Mare Island, CA Steamer BOSTON Explosion, June 1892

A DOZEN DEAD.

SEAMEN BELONGING TO THE UNITED STATES STEAMER BOSTON BLOWN TO ATOMS.

THE ACCIDENT HAPPENED AT THE MARE ISLAND NAVY YARD -- HOW WILL NEVER BE KNOWN.

MEN WERE LOADING SHELLS AND IT IS SUPPOSED ONE OF THEM WAS DROPPED.

San Francisco, June 15. -- A terrible explosion occurred at the magazine connected with the Mare Island navy yard at 10:30 a.m., by which a dozen men were killed outright and three injured.
The first explosion shook the town of Vallejo like a sharp shock of an earthquake and for half an hour report after report was hard as the shells exploded.
The fire bells at the navy yard were rung and the entire force rushed to the scene.The first spectacle to greet them was the burned and charred bodies of two apprentice seamen on the beach 200 yards from the magazine. Further on a terrible sight met their gaze. In the midst of the ruins and all around on the side hills were seen bodies and pieces of bodies scattered here and there. Work of rescue was at once begun and the fragments of human remains were gathered and placed in a row on the beach.
How the explosion occurred will never be known. A working party of fifteen men from the United States steamer Boston was down to prepare ammunition and fill shells for the ship. All were at work filling under the charge of GUNNER HITTINGER. It is supposed one of the party dropped a shell and that the concussion caused the explosion. One of the first to go to the scene was Dr. Lewis of the naval hospital. He brave the danger and went into the midst of exploding shells to save life if possible, but the explosion had finished its work and he found but one soul possessed of life and this body, filled with pieces of shell and burned and bleeding, was snatced from the flames and hurried to the hospital. Magazine Watchmen WATSON and ADMASTADT were on duty in other parts of the ground. Although injured they will live. The body of GUNNER HITTINGER was found on the roof of shell house No. 1, having been blown through the roof of shell house No. 2, which was afterwards destroyed by fire. Almost the entire crew of the Boston, to which ship the dead and wounded belonged, worked hard in the ruins underthe direction of Lieutenants Blas, Robinson and Hughes.
Had the entire magazine, which contained tons of explosives, caught fire Valejo would have been shattered. It is a miracle, being as close as it was, that this did not occur.

A CORRECTED LIST.

OF THE DEAD IN THE MARE ISLAND DISASTER -- THE ORIGIN STILL A MYSTERY.
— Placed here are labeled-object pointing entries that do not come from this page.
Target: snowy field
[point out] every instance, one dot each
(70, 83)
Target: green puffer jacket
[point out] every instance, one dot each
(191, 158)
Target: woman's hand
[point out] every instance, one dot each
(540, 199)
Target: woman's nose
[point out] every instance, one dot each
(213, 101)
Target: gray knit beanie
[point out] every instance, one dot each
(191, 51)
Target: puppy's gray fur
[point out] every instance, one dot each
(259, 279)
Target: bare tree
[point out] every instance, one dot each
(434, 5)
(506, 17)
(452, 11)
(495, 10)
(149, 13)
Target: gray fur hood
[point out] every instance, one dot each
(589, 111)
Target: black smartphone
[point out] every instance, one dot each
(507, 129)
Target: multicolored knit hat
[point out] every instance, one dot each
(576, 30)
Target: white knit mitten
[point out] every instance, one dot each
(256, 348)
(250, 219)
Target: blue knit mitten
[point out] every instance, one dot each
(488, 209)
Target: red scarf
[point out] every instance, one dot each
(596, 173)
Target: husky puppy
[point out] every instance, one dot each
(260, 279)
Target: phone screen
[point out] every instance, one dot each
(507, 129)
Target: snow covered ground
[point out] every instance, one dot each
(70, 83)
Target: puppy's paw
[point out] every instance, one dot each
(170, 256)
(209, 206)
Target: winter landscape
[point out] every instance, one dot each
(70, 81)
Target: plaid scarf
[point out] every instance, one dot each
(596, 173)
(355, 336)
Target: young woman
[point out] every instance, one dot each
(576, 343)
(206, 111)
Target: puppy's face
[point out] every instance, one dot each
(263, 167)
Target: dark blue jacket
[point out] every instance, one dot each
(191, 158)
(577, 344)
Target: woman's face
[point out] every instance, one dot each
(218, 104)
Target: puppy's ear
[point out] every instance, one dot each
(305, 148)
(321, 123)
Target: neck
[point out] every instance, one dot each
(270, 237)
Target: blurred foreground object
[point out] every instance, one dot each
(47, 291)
San Francisco, June 15. -- Following is the corrected list of the killed by the explosion at Mare Island in the magazine of the cruiser Boston:
GEORGE HITTINGER, gunner.
THOMAS SEYMOUR, chief gunner.
C. O. L. SINDBERG, gunner.
WILLIAM WASHBURN, seaman.
F. LEGAT, seaman.
JOHN JOHNSON, seaman.
A. KELVELL, ordinary seaman.
WILLIAM HACKETT, seaman apprentice.
W. OSTRANDER, seaman apprentice.
H. JOES, apprentice.
C. W. SMITH.
Landsman R. REINCKE died since and was the only one who said a word of experience of the explosion before death. He said that all he knew was that he suddenly found himself flying in the air. When found he had a piece of board clean through his body. Two reports are current as to the cause of the explosion. One is that burning grass ignited the magazine, the other that one of the men dropped a shell in the filling room of the magazine and the shell exploded. Coroner King, who held the inquest, was interviewed. He says there was no one left to tell what was the real cause of the explosion. Parties standing near state that there were two explosions. Of three men taken to the hospital two have died.